Archive for May, 2013

Swiss authorities report 1,500 money-laundering cases in 2012

Friday, May 24th, 2013

According to the annual report presented at the conference in Bern, Switzerland on May 14, Swiss authorities investigated several reports of terrorist financing among a high number of suspected money-laundering cases connected to banks last year.

The number involving terrorist financing rose to 15 in 2012, which is 5 more than in 2011, due to a single complex case of almost USD 8 million, according to an annual report issued by Swiss Money Laundering Reporting Office (MROS).

They were 1,585 suspected money-laundering cases that Swiss authorities disrupted in 2012, including 15 linked to terrorist financing. The past two years have seen an almost 50% increase in the number of cases compared with previous years.

Two-thirds of the cases were linked to banking, and more than 200 cases involved more than 100,000 Swiss francs (USD 104,000). The rest were mainly tied to payment services, fiduciary and asset managers.

Most of the cases were reported by a financial intermediary such as banks, credit card companies, casinos, and currency exchanges, or were based on newspaper reports or information from other third parties such as financial compliance databases.

Jersey strengthens Money Laundering Legislation

Saturday, May 18th, 2013

The Jersey Financial Services Commission (JFSC) has published the results of an industry consultation on proposed revisions to the Money Laundering (Jersey) Order 2008.

The amendments to the legislation have been proposed to align the Jersey Order with certain revised recommendations from the Financial Action Task Force on Money Laundering (FATF), as well as to clarify the application in certain circumstances of simplified or, as the case may be, enhanced due diligence (EDD) measures.

HK investigates ex-chief of Corruption watchdog

Wednesday, May 15th, 2013

Hong Kong’s anticorruption agency called the Independent Commission Against Corruption is launching a criminal investigation of its former chief. Tong spent tens of thousands of USD on gifts for mainland Chinese officials.
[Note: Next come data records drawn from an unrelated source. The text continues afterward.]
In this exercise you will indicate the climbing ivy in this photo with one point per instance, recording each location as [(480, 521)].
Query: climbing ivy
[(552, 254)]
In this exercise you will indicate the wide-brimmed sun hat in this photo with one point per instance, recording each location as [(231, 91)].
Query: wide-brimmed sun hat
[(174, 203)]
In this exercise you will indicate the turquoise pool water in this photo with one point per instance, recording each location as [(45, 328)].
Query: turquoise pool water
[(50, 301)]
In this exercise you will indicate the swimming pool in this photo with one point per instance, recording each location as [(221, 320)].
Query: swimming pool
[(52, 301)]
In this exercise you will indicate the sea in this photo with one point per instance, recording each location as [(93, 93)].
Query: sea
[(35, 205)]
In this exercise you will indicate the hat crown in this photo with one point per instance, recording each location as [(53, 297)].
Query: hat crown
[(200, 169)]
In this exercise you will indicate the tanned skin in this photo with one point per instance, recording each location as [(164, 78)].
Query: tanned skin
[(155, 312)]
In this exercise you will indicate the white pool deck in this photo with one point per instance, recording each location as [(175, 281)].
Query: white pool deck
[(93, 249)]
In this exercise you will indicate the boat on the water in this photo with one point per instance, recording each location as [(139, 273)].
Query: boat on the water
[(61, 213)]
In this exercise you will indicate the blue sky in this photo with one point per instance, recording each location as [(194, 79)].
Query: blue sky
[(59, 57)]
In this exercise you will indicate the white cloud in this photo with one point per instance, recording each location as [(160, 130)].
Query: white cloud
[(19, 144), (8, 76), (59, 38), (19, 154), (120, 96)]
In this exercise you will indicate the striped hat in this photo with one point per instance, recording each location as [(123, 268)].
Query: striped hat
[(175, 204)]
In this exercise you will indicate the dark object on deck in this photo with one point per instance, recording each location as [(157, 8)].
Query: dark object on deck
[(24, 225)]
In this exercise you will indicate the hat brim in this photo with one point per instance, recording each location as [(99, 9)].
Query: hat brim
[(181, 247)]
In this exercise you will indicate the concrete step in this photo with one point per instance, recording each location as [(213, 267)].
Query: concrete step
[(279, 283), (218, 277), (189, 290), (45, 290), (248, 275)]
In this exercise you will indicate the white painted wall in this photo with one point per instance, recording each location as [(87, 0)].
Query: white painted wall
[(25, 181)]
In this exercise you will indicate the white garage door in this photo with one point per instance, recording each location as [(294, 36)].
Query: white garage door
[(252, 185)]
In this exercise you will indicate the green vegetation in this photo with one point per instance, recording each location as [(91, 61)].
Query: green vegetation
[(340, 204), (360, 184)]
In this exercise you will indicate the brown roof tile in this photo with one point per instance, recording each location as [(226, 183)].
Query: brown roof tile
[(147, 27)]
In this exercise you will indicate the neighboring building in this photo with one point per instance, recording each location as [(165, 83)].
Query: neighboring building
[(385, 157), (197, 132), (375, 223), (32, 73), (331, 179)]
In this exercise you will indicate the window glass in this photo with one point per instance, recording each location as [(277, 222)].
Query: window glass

The Independent Commission Against Corruption and the Department of Justice said that there were significant reason to start this investigation into allegations of possible bribery and misconduct by Timothy Tong.

Tong was a commissioner of the Independent Commission Against Corruption from 2007 to 2012. He came under fire after reports emerged he spent about HK$ 218,500 on gifts ranging from pens to crystal models of the agency’s headquarters.

Vatican and US sign Anti-Money-Laundering Deal

Tuesday, May 7th, 2013

On May 7, Vatican took a step to make its finances more transparent, signing a deal with United States regulators. Under the signed document, each side will share information about financial transactions with a view to root out money laundering and other illicit dealings.

The deal announced by the Vatican marks the latest move by the world’s smallest state in response to international pressure to better police its finances. The efforts began in 2010 in the wake of an investigation by Italian prosecutors into whether the Vatican bank had violated Italy’s money-laundering laws.

Measures so far have included laws against money laundering and terrorist financing. This regulation helps bring to justice anyone who commits financial misdeeds on the territory of Vatican. Also, it suggests the creation of the watchdog called Financial Information Authority (FIA).

In accordance with the new agreement, the FIA and the US Treasury Department’s Financial Crimes Enforcement Network will be able to share information about financial transactions in their respective territories.

It should be noted that the FIA is discussing similar agreements with about 20 other countries.